3 thoughts on “Audit Trails for AI in Legal Research

  1. I agree that these tool ‘add a layer of abstraction’ which we should be careful not to accept at face value. Of course, there’s also value in understanding how these tools work. But are we confusing research with search? I never actually used Fastcase’s advanced search tool which allowed us to adjust their relevancy algorithm. Did anyone? And even if I understood what an AI-based audit trail might be trying to tell me, wouldn’t it have to describe a machining learning function, not a rules-based function? If so, would the audit trail address any of my research concerns? This is a very limited application of AI for lawyering. With search, I’m mostly looking for the AI to surface highly-relevant content so I can move on to the next phase of my research. I get that that’s not everyone’s purpose and these memo writing tools are cool but those aren’t research applications and I think I would argue that their users care about accuracy (or the tool’s reputation for accuracy), not process. That’s because if you have to verify every memo, you lose the efficiency gains of the AI. Researchers have to demonstrate methodology. There may be fewer of us as AI tools become more trustworthy but we’re not losing key word, taxonomies, citation networks, indexes, …all the other stuff researchers rely on. If we lose those tools, then we have a transparency problem. Otherwise, it’s a user issue.

    • I would push back because I think that you get two very valuable pieces of information from the audit trail:
      1) You know where it has gone so you can spend less time doing your deep-dive if you need to do it (for search and retrieval).
      2) You learn the motivation, perspective, and potential bias of the AI in the case where you’re using it for RAG.

      Imagine if the RAG prompt said something along the lines of, “I used that document instead of this document because that author has a higher citation count” but you knew that it was an author speaking outside their area of expertise.

      What if the prompt said something like, “I chose that document because it represents a consensus of the majority opinion in that area of law” but you were arguing a minority viewpoint? Wouldn’t that be exceptionally useful information to you?

      If “Every Algorithm has POV” as Susan Nevelow Mart famously said, then every AI Algorithm has a whole personality and perspective, making it even less trustworthy (and more worthy of interrogation). You could interrogate the AI manually for each element of this process but it seems like it might be easier to generate a little report that you can view to alleviate many of these concerns right from the gate. I think we’ll get to a point in law where these algorithms will give you a range of viewpoints and this will be less necessary but right now they’re still replicating a lot of what they’re trained on.

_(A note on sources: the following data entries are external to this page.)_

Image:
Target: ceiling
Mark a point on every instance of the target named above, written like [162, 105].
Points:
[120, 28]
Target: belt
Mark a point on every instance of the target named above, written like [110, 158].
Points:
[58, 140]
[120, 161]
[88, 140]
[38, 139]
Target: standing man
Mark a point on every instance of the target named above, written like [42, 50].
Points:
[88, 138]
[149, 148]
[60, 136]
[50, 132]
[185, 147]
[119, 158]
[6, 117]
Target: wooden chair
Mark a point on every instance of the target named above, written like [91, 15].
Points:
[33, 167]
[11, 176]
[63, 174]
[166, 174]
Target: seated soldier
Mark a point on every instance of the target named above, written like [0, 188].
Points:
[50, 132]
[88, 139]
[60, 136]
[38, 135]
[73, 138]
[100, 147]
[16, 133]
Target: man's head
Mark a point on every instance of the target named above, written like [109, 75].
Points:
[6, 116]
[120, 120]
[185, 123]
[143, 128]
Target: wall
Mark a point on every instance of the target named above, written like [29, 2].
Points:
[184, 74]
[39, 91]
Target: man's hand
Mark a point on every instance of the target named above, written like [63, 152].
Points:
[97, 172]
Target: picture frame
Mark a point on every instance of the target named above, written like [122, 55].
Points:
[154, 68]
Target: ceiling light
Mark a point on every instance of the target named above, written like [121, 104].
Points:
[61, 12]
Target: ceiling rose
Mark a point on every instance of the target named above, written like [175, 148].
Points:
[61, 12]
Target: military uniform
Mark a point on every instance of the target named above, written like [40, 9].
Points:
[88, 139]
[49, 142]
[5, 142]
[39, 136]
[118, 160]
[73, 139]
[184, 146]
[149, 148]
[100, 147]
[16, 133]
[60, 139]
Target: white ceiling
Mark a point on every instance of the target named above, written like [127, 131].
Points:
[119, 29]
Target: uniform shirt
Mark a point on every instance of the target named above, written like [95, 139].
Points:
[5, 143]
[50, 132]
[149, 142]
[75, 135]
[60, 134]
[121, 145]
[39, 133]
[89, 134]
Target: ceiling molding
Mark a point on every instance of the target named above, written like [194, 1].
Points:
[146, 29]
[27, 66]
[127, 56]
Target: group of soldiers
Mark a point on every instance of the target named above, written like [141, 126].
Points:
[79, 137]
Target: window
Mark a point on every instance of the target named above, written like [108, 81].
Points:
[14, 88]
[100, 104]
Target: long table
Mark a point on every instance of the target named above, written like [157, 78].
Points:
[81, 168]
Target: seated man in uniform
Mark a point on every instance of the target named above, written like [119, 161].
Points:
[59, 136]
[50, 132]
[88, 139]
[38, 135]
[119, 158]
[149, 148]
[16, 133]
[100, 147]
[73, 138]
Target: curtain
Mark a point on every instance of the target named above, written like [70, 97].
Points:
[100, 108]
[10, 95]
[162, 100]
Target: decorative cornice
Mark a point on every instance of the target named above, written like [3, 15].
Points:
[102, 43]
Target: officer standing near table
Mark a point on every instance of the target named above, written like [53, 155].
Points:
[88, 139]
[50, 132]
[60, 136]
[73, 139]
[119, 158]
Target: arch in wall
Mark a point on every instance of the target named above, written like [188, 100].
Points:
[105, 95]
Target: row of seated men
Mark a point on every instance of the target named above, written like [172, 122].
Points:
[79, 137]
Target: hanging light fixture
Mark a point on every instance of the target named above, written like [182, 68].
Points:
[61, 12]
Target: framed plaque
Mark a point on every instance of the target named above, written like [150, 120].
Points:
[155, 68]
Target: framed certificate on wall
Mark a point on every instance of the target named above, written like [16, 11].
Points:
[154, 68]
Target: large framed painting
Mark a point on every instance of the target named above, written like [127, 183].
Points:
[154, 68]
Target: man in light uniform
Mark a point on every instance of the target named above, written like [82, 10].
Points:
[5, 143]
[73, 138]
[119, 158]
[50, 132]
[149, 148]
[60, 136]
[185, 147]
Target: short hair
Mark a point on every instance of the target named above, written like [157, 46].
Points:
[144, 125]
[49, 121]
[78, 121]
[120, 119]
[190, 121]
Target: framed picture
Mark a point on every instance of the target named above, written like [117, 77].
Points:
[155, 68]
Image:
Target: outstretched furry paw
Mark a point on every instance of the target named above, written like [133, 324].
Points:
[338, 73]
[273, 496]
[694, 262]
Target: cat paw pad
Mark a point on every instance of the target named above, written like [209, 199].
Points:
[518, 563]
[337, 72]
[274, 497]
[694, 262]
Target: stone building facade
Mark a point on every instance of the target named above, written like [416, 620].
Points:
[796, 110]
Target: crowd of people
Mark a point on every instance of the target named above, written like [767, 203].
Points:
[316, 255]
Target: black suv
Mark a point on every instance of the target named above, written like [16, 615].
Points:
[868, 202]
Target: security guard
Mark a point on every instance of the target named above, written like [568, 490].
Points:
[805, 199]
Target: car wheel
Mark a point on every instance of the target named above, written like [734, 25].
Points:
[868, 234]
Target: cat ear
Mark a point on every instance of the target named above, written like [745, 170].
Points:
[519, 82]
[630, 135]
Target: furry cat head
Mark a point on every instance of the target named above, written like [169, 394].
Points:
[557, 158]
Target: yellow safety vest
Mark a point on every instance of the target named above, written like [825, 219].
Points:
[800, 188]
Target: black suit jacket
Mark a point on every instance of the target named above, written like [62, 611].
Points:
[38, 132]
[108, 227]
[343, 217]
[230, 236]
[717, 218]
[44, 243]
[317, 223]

  2. Thanks for your thoughtful response, Sean. I should say, I’m all for a better understanding of an algorithm’s POV. I don’t mean to say we should abandon that as a project. I also neglected to point out that there are plenty of places where traditional research methods aren’t typically efficient enough. I’m thinking about something like Fiscal Note’s capacity to analyze sentiment of public comments submitted as responses to proposed federal regs. That’s not something I’m going to ‘manually’ confirm unless the stakes are high enough. Plus, not all texts we rely on to ‘perform justice’ are legal texts. So an audit trail would be valuable if it’s trustworthy. But I sorta suspect — to your last point — AI tools will likely learn (and perhaps expose) my bias before I learn theirs.